The Switch Up is similar in size to competing GPS units but the screen is small—it’s the first thing you’ll notice. As some recompense, it has the most audible alert beep I have heard in any GPS device and a powerful vibrate alert. Even though it comes with a bike mount it could be worn on the wrist while riding if all you wanted to do is stay in your heart rate zone, as you’ll be able to hear and feel alerts.
The bike-mount attaches to the bar or stem with the supplied rubber O-rings; I found the stem offered a more stable location. The GPS unit snaps into the bar-mount and it’s removed by simply pulling up near its top corners. Well it would have been simple if it wasn’t such a tight fit; removing the unit from the mounting bracket proved a real challenge—I almost lost some fingernails in the process. The unit must be removed from the mount to charge or upload data, so it’s not like you can just leave it in place either. At least it’s unlikely to come off accidentally!
The manual is simple to follow, and versatility is the Switch Up’s reason for being. You can customise nine unique profiles for the Switch Up, such as road, mountain and criterium for cycling.
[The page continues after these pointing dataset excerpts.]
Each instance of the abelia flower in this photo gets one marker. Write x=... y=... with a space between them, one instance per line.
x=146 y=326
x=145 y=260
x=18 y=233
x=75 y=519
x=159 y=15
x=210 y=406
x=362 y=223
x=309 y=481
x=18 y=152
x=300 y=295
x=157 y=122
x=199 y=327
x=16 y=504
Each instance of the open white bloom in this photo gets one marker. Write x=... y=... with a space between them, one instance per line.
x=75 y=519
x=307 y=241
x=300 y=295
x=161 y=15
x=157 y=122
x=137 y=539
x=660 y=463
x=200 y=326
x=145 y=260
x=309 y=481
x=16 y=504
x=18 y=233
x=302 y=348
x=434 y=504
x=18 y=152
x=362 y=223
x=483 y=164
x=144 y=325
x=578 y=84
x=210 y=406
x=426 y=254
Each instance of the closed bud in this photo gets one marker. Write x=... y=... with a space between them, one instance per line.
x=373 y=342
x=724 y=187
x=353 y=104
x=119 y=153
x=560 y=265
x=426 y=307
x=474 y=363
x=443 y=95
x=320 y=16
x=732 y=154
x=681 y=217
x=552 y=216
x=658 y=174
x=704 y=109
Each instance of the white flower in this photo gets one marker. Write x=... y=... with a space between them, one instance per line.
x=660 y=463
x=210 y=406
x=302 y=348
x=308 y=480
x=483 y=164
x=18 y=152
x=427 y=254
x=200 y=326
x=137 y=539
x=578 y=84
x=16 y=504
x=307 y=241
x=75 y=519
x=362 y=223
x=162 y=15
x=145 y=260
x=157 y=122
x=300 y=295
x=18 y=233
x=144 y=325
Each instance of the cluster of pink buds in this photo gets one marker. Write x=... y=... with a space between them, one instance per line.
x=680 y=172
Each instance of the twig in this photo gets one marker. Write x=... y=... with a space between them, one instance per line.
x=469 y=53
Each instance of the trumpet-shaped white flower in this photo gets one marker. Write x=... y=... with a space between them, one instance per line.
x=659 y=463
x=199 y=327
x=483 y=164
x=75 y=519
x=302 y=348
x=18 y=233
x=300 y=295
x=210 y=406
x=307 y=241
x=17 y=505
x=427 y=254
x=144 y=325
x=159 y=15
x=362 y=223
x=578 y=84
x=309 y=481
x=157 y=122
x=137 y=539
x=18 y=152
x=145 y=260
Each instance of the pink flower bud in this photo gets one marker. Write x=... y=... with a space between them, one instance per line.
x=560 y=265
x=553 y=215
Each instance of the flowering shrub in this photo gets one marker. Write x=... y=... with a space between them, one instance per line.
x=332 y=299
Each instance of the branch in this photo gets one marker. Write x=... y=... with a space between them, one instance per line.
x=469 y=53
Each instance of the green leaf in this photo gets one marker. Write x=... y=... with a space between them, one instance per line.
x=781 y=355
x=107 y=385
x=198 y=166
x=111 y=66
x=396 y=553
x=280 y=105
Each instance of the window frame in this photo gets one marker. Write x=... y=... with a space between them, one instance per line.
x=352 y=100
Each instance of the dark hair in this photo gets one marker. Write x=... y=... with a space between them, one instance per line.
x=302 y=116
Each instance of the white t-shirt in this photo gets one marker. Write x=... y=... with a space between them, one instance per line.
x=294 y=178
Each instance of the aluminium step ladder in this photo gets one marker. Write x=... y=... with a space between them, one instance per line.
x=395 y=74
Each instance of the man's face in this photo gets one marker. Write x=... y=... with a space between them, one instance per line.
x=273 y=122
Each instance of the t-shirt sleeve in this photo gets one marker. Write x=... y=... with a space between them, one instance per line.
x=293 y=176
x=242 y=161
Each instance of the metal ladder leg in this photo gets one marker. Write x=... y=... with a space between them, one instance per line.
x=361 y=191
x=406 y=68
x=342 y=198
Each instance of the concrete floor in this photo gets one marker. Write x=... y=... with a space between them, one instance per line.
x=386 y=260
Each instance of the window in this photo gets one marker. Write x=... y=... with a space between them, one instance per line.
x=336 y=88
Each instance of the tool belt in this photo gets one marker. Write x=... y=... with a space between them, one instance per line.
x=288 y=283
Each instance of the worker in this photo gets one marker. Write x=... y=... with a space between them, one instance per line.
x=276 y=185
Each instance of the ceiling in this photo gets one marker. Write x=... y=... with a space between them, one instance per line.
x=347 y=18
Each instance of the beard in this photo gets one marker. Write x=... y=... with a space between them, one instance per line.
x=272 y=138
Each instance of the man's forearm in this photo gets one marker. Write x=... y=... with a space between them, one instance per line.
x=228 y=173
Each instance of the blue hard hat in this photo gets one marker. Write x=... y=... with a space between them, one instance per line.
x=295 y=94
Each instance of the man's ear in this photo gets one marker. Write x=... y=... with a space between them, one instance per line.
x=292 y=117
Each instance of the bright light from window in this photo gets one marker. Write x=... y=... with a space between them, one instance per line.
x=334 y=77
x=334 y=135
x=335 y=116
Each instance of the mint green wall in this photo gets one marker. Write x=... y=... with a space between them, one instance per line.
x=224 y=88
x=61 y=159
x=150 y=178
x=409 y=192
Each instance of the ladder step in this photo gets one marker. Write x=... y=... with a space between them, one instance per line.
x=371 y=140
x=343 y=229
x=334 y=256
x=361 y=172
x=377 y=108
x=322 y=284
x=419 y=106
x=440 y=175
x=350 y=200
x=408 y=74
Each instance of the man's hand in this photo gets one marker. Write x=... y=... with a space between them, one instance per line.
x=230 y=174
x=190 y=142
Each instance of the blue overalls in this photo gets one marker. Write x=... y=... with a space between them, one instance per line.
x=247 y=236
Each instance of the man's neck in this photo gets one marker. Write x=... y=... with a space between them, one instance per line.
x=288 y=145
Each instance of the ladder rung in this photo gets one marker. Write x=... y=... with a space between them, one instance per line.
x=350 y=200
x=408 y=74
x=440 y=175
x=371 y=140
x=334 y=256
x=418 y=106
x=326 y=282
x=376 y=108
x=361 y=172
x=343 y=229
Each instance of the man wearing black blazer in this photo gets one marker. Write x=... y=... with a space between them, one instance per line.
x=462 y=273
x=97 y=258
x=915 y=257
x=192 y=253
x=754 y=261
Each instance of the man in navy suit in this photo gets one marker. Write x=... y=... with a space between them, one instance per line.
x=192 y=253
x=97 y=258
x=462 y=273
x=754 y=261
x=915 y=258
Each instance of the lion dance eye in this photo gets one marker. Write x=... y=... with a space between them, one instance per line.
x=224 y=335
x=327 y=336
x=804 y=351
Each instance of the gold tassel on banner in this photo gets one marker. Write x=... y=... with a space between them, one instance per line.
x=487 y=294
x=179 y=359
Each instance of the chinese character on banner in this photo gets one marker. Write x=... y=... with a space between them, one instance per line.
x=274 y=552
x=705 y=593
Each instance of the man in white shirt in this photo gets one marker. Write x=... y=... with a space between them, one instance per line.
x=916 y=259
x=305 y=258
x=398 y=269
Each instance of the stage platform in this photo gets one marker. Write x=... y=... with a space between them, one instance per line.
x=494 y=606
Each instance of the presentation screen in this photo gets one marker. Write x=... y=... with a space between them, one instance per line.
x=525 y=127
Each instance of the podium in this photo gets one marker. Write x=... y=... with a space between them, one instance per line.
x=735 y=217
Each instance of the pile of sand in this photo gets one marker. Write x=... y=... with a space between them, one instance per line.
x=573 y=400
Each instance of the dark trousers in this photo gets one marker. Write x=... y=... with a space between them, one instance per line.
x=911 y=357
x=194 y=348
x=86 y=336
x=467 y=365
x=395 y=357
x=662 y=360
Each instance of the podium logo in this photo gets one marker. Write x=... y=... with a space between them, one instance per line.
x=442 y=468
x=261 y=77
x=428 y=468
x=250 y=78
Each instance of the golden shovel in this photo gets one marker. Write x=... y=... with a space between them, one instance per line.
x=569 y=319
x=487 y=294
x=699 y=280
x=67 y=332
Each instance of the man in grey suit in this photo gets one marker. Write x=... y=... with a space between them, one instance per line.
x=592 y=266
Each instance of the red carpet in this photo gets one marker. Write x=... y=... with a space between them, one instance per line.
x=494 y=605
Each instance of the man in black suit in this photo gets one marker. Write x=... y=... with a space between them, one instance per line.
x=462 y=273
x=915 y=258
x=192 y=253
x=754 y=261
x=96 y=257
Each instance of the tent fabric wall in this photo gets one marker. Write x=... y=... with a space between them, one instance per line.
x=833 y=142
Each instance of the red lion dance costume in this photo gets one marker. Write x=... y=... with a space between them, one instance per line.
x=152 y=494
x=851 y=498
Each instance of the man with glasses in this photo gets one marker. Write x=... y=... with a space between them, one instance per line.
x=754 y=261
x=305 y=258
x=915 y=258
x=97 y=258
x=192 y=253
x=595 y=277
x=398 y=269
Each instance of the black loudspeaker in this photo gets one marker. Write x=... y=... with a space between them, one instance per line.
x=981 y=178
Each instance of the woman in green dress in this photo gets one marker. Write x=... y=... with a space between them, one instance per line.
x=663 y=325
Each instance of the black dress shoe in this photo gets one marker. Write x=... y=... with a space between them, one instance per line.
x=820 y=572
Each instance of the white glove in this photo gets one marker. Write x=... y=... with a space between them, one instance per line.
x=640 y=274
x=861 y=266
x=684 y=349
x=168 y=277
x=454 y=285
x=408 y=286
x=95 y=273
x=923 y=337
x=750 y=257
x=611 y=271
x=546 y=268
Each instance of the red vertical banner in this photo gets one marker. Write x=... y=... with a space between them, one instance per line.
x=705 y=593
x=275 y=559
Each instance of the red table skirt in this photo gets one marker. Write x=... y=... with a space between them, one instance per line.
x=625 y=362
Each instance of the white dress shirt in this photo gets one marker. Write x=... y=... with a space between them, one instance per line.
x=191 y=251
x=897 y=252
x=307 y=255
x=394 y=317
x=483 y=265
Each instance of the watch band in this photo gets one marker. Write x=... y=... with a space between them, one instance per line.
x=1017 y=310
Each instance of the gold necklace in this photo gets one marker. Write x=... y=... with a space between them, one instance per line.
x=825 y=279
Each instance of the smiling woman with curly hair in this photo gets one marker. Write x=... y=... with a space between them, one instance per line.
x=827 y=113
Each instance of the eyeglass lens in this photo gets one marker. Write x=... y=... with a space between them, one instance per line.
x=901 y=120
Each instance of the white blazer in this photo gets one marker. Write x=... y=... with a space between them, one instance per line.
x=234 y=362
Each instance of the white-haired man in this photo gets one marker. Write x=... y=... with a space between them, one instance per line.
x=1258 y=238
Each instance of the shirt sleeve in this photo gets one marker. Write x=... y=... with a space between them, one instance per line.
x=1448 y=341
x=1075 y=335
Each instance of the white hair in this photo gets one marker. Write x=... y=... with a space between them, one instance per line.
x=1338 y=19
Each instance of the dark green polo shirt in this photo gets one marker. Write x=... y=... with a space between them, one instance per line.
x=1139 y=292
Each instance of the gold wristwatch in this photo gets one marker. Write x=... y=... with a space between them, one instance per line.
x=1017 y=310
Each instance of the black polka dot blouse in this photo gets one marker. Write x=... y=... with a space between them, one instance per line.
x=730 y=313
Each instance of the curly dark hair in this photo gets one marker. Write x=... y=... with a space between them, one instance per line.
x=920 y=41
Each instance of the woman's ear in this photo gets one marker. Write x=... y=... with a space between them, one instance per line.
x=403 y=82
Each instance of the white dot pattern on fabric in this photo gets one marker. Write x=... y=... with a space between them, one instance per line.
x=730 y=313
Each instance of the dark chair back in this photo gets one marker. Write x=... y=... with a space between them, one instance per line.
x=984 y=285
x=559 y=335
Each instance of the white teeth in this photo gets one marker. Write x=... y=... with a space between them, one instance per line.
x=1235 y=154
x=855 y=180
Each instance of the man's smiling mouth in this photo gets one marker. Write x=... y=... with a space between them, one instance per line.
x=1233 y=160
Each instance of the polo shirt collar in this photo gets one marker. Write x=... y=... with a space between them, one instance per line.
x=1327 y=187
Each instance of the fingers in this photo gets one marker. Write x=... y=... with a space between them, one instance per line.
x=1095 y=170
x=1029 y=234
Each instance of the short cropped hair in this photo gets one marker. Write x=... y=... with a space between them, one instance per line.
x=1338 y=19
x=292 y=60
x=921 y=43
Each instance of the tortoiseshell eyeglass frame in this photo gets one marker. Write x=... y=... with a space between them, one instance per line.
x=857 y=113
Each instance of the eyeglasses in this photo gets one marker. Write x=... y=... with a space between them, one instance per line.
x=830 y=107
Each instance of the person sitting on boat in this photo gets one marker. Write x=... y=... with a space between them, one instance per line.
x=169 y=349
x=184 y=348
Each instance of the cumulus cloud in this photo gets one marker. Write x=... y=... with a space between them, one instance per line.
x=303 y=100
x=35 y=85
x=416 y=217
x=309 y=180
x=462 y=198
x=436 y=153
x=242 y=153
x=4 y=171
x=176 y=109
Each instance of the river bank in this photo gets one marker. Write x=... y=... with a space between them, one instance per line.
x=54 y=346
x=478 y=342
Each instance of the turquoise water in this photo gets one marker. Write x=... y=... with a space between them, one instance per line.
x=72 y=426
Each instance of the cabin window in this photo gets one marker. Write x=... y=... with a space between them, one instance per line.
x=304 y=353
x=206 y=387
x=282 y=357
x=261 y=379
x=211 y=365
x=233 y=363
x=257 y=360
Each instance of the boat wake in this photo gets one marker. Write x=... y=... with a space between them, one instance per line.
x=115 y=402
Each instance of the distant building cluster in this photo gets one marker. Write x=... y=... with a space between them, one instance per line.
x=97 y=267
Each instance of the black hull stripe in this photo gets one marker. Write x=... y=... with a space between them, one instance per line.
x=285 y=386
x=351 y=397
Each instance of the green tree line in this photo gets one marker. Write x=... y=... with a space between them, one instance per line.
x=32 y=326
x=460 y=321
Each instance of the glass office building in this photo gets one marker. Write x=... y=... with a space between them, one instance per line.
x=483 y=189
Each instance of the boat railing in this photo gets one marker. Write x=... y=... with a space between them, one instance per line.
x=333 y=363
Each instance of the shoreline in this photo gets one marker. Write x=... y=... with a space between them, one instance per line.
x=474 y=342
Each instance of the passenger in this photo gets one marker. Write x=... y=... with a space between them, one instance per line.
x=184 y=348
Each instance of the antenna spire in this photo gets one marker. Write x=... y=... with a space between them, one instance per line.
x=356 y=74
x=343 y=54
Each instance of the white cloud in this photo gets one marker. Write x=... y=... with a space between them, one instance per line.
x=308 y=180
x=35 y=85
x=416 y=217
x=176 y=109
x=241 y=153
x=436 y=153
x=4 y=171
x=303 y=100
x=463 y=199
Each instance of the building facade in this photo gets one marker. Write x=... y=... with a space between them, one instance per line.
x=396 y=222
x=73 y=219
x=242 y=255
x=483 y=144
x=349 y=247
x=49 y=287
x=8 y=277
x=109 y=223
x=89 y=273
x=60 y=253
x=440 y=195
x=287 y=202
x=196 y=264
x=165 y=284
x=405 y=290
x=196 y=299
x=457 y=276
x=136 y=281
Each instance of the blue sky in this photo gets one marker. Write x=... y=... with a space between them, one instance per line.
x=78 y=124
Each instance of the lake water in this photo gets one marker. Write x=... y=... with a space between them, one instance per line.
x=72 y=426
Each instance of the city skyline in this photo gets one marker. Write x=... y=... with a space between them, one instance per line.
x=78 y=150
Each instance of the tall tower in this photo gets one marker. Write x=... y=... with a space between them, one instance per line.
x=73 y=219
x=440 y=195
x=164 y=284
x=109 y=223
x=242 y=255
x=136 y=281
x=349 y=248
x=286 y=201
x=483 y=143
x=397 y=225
Each profile can display between one and nine screens, and the user can select up to six fields to be displayed on each of these screens. In total there are 85 possible data fields that the Switch Up can present. To access power or cadence data you would of course need to purchase additional ANT+ compatible sensors. Switching between my road and mountain settings was convenient, as in each situation I wanted different data on hand. For someone participating in running and swimming too, the benefit of multiple profiles would be even more noticeable. Additionally you can use the Switch Up to follow your route in reverse if you get lost, and to record and compare laps.
Selecting fewer fields for each screen results in a larger display space per field. It’s easy to make your first screen a one or two field affair and you can then have deeper or less important data on your subsequent screens. The clarity of the text on the screen is excellent and I never had an issue reading, be it in full sunlight or under tree cover.
The heart rate strap paired with the head unit very quickly after being switched on, although I needed to retighten the strap every few rides. GPS connectivity was fairly consistent throughout the test, although I did have a couple of rides where I simply couldn’t get the Switch Up to locate signal. I also had one ride where I logged roughly double the elevation gain that I should have. These rides were on the road with no obvious cause for the issue.
The Switch Up appears to be quite a robust little device and the buttons are covered with a thick rubber. It takes a deep poke with your finger to execute any action, which was more difficult when wearing full-finger gloves. Throughout the test my dexterity improved but the Switch Up buttons do require more effort to function than other GPS’ I have used.
A special cradle is required for charging and uploading data; it connects via integrated USB chord. If the unit isn’t located just right in the cradle, it won’t charge or transfer data. On more than one occasion I ended up with a non-charged unit after the cradle or unit had been slightly bumped, resulting in the connection between the unit and cradle being lost. I also forgot to charge it a few times and beware, as there is no battery gauge displayed on the screen. The Switch Up offers up to eight hours of use when charged and if you need more, a battery extender is available that adds an additional 16 hours; at $39 it’s reasonably priced too.
Your Swtich Up data can be uploaded to Strava, Training Peaks and Map My Ride as well as Magellan’s ‘Active’ website. As a regular Strava user, I found the Magellan Active maps offered a distinct improvement. The Magellan Active site also displays all the data fields that the Switch Up can record, so it’s a good site to use for logging and reviewing your training—whether it’s riding, running or swimming.
Overall the Switch Up offers the user a highly customisable interface and about as much information as anyone could possibly want. The versatility of the Switch Up is aimed at users that participate in a range of activities including cycling, and it’s probably not the best choice if you are only interested recording your cycling efforts. There are a few quirks with the mounting and digital interface on the Switch Up and the display could be larger, but data hounds can likely overlook these in exchange for the riches of information the Switch Up can offer.